Вышедший из сановного кабинета Трибли объявил:
– Сэр Эллиот, прошу следовать за мной. Капитан! – прежде чем прикрыть двери за коммодором, секретарь обратился к адъютанту. – Лорд предложил вам, сэ-эр-р, пригласить rear admiral Холл-Брука прибыть через четверть часа к его милости для конфиденциальной беседы.
Переведя недовольный взгляд с кичливых «пустых ботинок» на циферблат часового шкафа (время аудиенции выпадало на два с четвертью), капитан Томас Хилл сдержанно кивнул Трибли:
– Без проблем, мистер…
* * *
В кабинете первого лорда царила рабочая атмосфера. Стоя во фронт перед столом-люнетом седовласого политика, коммодор с почтением представлял к его ознакомлению бумаги из своего кожаного портфеля. Извлекая из тайных глубин portfolio документ за документом, коммодор по ходу аудиенции давал пояснения въедливому лорду, от кого и откуда поступило сообщение и каковы дальнейшая судьба особ, отмеченных в секретных донесениях, течение запланированных дел или результаты упомянутых в депешах тайных операций.

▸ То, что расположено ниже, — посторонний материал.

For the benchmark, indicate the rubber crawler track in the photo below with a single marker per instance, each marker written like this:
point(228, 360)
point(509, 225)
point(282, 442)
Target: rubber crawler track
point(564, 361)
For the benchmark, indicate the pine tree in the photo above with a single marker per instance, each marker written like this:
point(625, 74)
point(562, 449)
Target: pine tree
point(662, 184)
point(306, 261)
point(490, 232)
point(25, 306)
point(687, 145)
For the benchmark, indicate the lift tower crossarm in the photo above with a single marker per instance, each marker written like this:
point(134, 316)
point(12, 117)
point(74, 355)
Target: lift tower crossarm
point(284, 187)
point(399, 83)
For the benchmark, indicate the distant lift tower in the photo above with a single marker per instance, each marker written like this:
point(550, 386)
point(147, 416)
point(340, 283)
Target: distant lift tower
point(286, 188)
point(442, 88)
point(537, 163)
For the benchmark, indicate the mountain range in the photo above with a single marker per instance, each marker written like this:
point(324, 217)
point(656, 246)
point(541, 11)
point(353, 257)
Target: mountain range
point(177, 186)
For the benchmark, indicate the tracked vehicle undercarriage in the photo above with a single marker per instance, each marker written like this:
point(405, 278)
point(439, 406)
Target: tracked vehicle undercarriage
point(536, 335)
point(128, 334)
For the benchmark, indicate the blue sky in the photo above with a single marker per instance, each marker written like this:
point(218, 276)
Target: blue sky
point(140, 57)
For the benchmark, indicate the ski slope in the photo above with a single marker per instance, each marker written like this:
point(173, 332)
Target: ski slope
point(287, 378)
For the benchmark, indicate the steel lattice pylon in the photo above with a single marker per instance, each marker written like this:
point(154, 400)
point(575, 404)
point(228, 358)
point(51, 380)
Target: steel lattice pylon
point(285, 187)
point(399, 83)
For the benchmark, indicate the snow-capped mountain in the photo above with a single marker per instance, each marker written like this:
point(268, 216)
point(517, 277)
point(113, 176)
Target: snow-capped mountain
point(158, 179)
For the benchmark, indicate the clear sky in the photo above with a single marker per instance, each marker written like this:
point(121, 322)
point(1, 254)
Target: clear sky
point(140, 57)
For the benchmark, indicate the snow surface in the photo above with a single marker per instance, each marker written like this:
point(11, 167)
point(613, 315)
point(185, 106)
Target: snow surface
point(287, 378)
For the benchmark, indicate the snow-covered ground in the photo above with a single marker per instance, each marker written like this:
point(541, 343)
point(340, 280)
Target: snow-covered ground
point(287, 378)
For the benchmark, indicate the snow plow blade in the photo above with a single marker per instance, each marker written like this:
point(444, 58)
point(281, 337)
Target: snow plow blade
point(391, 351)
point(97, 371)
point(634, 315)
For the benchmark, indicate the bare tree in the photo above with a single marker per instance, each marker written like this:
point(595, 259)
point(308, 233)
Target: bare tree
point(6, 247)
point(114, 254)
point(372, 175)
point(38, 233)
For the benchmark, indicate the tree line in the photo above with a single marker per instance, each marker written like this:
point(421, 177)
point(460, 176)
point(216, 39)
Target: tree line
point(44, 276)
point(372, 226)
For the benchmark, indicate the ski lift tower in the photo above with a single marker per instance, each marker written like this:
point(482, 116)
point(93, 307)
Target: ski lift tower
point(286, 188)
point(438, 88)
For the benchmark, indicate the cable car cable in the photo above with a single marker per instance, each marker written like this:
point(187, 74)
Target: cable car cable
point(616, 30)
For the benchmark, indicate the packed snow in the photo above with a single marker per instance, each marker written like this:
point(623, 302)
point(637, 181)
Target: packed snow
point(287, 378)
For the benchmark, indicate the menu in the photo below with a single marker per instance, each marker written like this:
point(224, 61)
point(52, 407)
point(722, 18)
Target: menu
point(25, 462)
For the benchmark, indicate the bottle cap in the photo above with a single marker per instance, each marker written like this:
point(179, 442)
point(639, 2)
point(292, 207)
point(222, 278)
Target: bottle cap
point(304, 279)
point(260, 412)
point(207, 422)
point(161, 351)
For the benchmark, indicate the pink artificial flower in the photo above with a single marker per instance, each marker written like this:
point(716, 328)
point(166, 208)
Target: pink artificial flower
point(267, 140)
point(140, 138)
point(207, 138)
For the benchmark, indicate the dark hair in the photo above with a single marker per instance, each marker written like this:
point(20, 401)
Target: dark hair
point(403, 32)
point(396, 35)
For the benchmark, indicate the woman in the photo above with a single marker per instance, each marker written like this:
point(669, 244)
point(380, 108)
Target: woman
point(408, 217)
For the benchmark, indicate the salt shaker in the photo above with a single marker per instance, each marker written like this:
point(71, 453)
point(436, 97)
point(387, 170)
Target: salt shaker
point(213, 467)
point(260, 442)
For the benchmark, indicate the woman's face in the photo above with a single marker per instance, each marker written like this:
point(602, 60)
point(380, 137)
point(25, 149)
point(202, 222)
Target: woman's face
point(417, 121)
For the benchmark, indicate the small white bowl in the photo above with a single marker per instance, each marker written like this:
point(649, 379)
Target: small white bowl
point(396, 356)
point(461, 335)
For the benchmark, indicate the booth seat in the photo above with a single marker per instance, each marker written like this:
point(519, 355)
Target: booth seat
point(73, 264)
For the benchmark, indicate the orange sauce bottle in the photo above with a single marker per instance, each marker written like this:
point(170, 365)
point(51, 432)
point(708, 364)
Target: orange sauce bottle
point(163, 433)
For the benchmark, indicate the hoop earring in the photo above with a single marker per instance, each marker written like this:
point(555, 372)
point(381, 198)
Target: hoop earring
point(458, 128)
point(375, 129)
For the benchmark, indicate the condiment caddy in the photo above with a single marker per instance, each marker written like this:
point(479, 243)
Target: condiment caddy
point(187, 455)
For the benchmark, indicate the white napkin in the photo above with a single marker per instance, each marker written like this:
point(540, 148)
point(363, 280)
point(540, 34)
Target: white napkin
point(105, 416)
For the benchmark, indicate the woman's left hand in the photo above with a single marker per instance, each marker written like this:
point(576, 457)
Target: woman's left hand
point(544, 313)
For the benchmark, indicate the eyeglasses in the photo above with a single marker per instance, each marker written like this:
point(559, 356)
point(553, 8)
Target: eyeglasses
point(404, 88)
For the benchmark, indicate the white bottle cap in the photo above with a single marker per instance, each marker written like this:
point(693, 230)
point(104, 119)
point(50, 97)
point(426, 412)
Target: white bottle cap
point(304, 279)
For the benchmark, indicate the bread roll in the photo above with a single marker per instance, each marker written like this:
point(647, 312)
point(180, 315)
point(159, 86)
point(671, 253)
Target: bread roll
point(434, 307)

– Сообщение из Мадраса, сэр: «Эскадра прошла на восток. В порту при бункеровке углём, водой и погрузке провизии замечено оживление вражеской агентуры. В частности, немецкая резидентура получила указания из своего консульства в Бомбее предпринять попытки вербовки среди матросов и офицеров броненосцев».
– Перлюстрация? – заинтересовался сэр Хью Каллинг Эрдли Чайлдерс.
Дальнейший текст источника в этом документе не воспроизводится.